InternImage icon indicating copy to clipboard operation
InternImage copied to clipboard

[bug] how to train fine-tuning classification model (size mismatch for head.bias: copying a param with shape torch.Size([1000]) from checkpoint, the shape in current model is torch.Size([4]).)

Open jeonga0303 opened this issue 1 year ago • 4 comments

image

I customized the config.py. how to train fine-tuning classification model?

image

jeonga0303 avatar Jun 05 '24 06:06 jeonga0303

how to convert Nc1..?

image
image
image

jeonga0303 avatar Jun 10 '24 01:06 jeonga0303

image

I tried changing the file configuration in the following order.

I'm training, but the data is big, so I'll let you know the results in the future

  1. download pth file

  2. config.py

_C.DATA.IMG_SIZE = 224
_C.MODEL.PRETRAINED = 'internimage_b_1k_224.pth'
_C.MODEL.NUM_CLASSES = 4

  1. util.py ( Nc1: 1000 > Nc2: 4 ) convert load_pretrained function.
    if 'head.bias' in state_dict:
        head_bias_pretrained = state_dict['head.bias']
        Nc1 = head_bias_pretrained.shape[0]
        Nc2 = model.head.bias.shape[0]
        logger.info(f'{Nc1}, {Nc2}')
        if (Nc1 != Nc2):
            # head_weight = model.head.weight
            # head_bias = model.head.bias
            model.head.weight = torch.nn.Parameter(torch.zeros_like(model.head.weight))
            model.head.bias = torch.nn.Parameter(torch.zeros_like(model.head.bias))
            state_dict.pop('head.weight', None)
            state_dict.pop('head.bias', None)
  1. dataset/samplers.py convert iteration.
def __iter__(self):
        # deterministically shuffle based on epoch
        g = torch.Generator()
        g.manual_seed(self.epoch)

        t = torch.Generator()
        t.manual_seed(0)

        indices = torch.randperm(len(self.dataset), generator=t).tolist()
        indices = [i for i in indices if i % self.num_parts == self.rank]

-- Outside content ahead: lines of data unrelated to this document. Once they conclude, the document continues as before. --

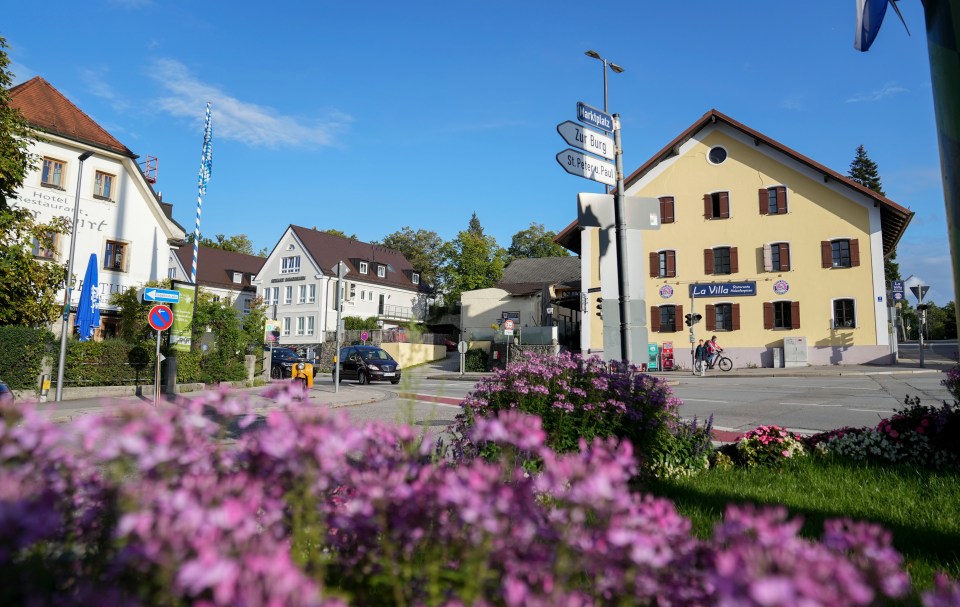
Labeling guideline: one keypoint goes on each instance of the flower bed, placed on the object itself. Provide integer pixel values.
(152, 507)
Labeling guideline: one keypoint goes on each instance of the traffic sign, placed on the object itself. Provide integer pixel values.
(594, 117)
(161, 317)
(164, 295)
(586, 139)
(581, 165)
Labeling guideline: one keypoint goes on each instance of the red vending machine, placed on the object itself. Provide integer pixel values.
(666, 355)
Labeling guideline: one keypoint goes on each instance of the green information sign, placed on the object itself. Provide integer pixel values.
(182, 317)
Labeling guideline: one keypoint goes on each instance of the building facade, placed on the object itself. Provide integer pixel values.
(298, 284)
(768, 246)
(120, 217)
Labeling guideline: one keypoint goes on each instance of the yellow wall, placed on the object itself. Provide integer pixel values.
(815, 213)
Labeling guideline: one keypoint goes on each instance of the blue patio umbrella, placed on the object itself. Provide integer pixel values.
(88, 310)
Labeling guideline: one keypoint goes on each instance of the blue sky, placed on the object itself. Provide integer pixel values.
(370, 116)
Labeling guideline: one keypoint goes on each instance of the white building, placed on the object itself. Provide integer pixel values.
(298, 284)
(121, 218)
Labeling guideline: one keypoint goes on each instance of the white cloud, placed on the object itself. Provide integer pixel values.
(888, 89)
(248, 123)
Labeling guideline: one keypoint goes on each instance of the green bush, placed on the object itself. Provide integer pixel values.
(22, 350)
(476, 360)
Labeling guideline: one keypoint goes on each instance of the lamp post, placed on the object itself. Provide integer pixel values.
(64, 332)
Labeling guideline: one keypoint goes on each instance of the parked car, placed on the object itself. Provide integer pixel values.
(6, 394)
(368, 363)
(284, 361)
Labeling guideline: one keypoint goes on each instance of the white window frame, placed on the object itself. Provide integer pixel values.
(290, 265)
(833, 314)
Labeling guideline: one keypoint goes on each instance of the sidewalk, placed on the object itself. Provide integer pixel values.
(321, 395)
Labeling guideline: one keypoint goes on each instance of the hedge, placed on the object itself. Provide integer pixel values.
(22, 350)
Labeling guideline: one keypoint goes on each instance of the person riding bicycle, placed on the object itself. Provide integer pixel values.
(713, 351)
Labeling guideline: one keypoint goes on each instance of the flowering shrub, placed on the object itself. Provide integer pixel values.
(152, 507)
(918, 435)
(765, 446)
(577, 399)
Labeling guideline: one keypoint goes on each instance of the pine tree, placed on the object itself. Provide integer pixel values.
(865, 172)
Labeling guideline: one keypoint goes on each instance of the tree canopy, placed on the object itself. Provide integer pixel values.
(535, 241)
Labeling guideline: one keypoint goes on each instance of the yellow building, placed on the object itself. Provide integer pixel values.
(775, 245)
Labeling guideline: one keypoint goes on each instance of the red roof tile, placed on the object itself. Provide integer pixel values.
(46, 109)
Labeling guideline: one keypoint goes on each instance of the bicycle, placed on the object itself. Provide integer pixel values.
(721, 361)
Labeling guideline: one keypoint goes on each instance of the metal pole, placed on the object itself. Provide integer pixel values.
(623, 282)
(67, 288)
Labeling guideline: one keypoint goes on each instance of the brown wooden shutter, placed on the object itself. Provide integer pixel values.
(666, 209)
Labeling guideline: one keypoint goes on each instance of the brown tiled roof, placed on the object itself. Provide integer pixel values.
(215, 267)
(893, 217)
(329, 249)
(46, 109)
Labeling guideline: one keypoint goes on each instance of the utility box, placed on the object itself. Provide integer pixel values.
(795, 352)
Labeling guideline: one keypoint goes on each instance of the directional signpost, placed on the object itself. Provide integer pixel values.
(161, 319)
(586, 139)
(163, 295)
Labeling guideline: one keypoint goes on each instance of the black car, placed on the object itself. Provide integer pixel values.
(282, 362)
(368, 363)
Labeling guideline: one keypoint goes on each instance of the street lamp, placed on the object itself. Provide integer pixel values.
(613, 66)
(67, 288)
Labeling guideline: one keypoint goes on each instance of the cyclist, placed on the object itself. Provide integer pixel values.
(713, 351)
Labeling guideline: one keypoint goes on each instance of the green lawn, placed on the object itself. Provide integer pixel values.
(920, 507)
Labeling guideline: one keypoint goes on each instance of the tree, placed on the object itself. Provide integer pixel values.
(424, 249)
(236, 244)
(865, 172)
(535, 241)
(15, 135)
(29, 284)
(473, 261)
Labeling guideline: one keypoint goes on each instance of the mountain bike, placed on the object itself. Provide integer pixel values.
(721, 361)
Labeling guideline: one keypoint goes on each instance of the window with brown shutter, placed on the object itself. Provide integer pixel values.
(666, 209)
(767, 315)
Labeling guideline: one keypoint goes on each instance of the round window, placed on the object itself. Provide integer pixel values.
(717, 155)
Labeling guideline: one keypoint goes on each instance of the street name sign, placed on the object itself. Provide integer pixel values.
(582, 165)
(586, 139)
(594, 117)
(164, 295)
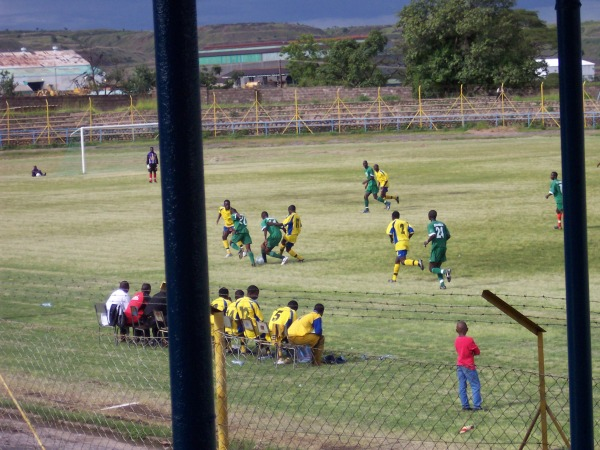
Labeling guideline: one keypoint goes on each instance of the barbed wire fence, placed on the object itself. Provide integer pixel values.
(80, 390)
(70, 387)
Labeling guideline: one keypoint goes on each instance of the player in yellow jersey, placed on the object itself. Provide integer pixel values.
(225, 213)
(280, 321)
(292, 226)
(383, 181)
(400, 233)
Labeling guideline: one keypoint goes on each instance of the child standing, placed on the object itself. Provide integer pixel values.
(466, 371)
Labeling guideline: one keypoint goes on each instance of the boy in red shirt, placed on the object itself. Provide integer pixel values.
(466, 371)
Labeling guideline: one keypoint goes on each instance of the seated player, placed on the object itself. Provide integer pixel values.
(280, 321)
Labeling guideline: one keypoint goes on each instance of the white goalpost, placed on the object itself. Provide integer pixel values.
(117, 130)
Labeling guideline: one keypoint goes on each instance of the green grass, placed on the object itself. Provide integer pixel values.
(69, 238)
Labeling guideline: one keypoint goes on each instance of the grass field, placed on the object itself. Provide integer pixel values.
(69, 238)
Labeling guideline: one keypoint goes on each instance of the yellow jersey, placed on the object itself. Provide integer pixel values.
(226, 215)
(382, 178)
(292, 225)
(400, 231)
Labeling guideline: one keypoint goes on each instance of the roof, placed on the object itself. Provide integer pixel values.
(50, 58)
(553, 62)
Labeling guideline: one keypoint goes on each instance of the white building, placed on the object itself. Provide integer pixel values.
(588, 69)
(65, 70)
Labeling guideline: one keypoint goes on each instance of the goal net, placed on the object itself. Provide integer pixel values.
(99, 133)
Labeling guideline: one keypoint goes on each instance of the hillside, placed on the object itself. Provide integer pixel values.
(121, 48)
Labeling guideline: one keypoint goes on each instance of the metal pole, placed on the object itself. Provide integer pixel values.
(576, 256)
(184, 222)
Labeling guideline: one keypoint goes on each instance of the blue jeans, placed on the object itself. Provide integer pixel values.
(465, 375)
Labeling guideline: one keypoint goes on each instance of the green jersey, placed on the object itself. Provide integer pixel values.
(371, 185)
(556, 191)
(268, 224)
(440, 232)
(240, 224)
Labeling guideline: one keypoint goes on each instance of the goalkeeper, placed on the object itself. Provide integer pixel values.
(152, 164)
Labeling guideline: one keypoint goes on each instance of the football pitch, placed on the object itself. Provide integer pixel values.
(68, 239)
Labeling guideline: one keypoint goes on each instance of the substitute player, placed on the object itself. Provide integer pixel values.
(383, 181)
(292, 226)
(438, 234)
(225, 213)
(280, 321)
(273, 236)
(400, 232)
(152, 164)
(556, 191)
(370, 184)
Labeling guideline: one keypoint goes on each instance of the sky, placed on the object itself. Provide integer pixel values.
(136, 15)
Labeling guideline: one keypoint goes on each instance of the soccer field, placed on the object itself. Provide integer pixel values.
(81, 234)
(68, 239)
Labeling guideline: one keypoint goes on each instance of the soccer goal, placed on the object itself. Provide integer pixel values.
(121, 132)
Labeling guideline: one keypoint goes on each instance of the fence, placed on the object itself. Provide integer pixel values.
(78, 390)
(51, 127)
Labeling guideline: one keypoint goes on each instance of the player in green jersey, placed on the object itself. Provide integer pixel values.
(370, 185)
(556, 191)
(241, 234)
(438, 234)
(272, 237)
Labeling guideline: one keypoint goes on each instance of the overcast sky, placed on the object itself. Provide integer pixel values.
(137, 14)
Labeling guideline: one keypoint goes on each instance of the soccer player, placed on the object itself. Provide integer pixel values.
(248, 308)
(438, 234)
(292, 226)
(383, 182)
(241, 235)
(273, 236)
(370, 184)
(400, 232)
(225, 213)
(280, 321)
(151, 164)
(308, 330)
(220, 303)
(556, 191)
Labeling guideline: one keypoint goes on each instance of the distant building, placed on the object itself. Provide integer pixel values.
(588, 69)
(59, 70)
(261, 63)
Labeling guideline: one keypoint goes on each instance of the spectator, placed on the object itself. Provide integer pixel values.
(466, 370)
(157, 303)
(117, 304)
(35, 172)
(308, 330)
(139, 300)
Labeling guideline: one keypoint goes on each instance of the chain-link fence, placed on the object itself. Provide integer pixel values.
(75, 389)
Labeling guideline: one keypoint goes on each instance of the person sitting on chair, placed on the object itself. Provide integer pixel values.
(35, 172)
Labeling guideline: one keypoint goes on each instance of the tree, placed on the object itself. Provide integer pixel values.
(7, 84)
(477, 43)
(304, 57)
(349, 63)
(142, 81)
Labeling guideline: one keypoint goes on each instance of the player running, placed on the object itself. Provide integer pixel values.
(400, 232)
(383, 181)
(438, 234)
(273, 237)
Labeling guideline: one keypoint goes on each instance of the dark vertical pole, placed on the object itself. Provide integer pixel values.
(575, 223)
(182, 177)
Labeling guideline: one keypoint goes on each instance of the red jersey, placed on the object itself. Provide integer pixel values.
(466, 349)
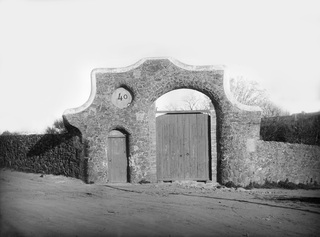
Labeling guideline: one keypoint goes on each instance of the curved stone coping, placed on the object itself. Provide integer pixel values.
(173, 61)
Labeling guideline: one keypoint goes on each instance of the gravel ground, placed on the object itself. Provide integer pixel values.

        # add extra samples to make it evenly divisible
        while len(indices) < self.total_size_parts:
            indices += indices[:(self.total_size_parts - len(indices))]
        
        indices = indices[:self.total_size_parts]
        assert len(indices) == self.total_size_parts, f'Length of indices ({len(indices)}) does not match total_size_parts ({self.total_size_parts})'

        # subsample
        indices = indices[self.rank // self.num_parts:self.total_size_parts:self.num_replicas // self.num_parts]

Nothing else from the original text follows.